If you are after traditional ambience and old-style luxury, look elsewhere. If, however, hip is what you are after (and the letters ISDN mean something to you), then the Morgan is the place for you. Each room has distinct and stylish decor - lots of creams and whites contrasted with solid reds and blues, all topped off with original works by the Irish artist Siobhan McDonald. The rooms are bright but the public spaces are understated - actually the corridors are so dark that you could easily get lost, and the lobby so dimly lit that you could easily walk past thinking the place was closed.
The recent addition of the Morgan Bar to the lobby area provides a stylish and convenient alternative to the plethora of 'traditional' Irish pubs up and down Temple Bar.

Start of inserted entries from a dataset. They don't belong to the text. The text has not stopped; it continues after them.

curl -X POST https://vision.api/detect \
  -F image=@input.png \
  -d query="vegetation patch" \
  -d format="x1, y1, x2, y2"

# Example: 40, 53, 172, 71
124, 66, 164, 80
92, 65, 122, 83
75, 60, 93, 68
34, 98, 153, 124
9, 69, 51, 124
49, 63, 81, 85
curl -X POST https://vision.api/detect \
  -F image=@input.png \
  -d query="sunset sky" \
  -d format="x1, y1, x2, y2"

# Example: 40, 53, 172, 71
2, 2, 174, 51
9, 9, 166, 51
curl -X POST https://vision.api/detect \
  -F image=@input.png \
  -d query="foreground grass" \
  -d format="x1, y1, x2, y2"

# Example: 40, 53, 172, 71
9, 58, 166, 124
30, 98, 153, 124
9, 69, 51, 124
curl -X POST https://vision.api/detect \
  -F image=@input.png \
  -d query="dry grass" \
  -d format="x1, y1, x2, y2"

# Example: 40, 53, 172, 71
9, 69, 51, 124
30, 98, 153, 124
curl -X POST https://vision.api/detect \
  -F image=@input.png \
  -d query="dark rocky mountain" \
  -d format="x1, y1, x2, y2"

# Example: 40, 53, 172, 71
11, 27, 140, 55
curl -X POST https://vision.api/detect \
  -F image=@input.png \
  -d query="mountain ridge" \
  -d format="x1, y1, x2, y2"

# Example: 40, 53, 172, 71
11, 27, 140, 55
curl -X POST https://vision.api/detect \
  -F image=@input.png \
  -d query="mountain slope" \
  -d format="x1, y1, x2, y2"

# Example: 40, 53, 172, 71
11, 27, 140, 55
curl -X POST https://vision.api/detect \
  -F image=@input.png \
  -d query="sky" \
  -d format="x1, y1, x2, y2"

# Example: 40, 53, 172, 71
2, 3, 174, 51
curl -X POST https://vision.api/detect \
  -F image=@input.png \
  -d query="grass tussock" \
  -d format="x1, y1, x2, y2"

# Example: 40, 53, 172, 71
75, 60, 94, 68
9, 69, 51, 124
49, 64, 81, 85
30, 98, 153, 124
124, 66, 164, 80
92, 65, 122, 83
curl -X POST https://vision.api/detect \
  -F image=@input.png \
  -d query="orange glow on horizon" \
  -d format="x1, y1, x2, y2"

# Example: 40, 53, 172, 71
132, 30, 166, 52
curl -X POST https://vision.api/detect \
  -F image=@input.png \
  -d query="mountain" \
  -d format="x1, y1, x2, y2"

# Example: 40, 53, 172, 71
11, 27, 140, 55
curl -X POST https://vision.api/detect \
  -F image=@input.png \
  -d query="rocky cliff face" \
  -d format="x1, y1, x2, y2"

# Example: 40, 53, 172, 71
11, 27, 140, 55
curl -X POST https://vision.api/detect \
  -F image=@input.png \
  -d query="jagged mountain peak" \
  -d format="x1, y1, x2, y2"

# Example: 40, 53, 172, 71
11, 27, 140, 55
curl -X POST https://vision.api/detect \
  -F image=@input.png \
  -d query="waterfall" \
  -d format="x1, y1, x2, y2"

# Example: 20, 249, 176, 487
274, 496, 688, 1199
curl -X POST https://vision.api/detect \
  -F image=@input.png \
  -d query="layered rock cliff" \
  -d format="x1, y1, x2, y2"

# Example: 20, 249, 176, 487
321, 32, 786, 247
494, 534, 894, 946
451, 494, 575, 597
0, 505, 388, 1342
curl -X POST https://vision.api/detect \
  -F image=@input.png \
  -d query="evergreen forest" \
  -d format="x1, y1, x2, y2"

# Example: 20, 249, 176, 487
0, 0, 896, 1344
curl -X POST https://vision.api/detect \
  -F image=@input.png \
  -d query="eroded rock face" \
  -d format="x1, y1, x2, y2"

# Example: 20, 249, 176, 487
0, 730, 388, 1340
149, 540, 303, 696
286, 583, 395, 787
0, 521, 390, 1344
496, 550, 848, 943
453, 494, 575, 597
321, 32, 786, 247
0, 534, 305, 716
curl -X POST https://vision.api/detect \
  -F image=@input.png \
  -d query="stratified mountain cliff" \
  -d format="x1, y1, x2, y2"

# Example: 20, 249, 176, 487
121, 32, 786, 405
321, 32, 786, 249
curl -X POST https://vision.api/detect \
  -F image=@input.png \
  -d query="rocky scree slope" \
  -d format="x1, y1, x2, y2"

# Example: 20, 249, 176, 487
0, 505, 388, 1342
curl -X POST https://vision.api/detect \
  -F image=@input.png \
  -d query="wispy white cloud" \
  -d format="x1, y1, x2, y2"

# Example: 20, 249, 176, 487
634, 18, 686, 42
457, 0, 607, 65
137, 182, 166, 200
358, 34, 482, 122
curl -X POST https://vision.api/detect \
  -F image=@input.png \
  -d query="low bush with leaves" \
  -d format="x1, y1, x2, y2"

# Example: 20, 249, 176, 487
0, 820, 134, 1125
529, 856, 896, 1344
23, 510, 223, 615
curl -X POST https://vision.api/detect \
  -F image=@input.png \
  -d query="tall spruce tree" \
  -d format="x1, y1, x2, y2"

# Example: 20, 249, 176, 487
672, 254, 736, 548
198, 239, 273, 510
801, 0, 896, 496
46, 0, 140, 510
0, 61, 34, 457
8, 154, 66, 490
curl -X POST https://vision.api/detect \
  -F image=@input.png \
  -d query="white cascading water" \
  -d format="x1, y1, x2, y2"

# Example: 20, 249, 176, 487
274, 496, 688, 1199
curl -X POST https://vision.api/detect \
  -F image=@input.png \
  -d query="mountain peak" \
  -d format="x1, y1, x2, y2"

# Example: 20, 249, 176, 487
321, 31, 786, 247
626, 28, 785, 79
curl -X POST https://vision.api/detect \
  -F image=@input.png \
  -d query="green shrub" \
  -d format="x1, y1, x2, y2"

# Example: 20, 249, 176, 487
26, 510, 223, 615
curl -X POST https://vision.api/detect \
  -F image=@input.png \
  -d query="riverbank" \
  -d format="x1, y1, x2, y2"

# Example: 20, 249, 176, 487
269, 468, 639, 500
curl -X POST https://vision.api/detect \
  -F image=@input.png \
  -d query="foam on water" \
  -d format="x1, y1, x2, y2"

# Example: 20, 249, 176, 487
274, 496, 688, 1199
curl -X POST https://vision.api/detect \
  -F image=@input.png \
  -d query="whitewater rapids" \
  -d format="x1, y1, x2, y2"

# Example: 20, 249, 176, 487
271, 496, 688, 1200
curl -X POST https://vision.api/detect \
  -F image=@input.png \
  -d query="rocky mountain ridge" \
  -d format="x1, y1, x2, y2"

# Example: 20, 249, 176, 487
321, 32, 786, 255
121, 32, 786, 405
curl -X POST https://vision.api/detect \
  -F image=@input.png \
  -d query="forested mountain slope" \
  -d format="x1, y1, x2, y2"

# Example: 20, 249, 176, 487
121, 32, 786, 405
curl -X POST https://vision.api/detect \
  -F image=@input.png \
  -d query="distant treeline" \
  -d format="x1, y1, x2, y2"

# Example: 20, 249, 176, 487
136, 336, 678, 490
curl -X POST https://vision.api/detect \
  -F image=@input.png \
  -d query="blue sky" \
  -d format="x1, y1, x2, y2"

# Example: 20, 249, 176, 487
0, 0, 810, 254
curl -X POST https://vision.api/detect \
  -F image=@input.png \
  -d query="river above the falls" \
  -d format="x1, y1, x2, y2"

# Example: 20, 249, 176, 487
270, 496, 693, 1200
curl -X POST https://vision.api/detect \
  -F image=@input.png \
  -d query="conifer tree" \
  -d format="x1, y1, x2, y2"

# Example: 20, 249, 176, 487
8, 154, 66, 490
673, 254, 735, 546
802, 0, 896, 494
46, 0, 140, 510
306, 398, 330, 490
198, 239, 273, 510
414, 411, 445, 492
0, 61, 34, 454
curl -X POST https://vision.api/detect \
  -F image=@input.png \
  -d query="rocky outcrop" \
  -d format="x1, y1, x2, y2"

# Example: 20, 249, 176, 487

The clientele on a weekend night was late 20s and up, and a doorman keeps the stags and hens out. The music does go on till late so early-to-bed types might want to request a room on the other side of the establishment.
The Temple Bar is Dublin's rejuvenated self-proclaimed 'cultural quarter' - attracting arty types and party-goers in equal measure. Once a run-down clutter of warehouses - complete with artists squatting in residence - the area has been transformed into a pedestrian strip with pubs, cafes, hotels, and shops. Dublin's main tourist attractions (the castle, Trinity College, the river, museums) are within walking distance and so is the shopping district around Grafton Street.
Breakfast is extra (around 17 Euro per person) but worth it just to see how a thumping bar can be transformed in a few hours into a mellow breakfast area (and maybe for the fresh juices and smoothies to put the pep back in your step after a late night).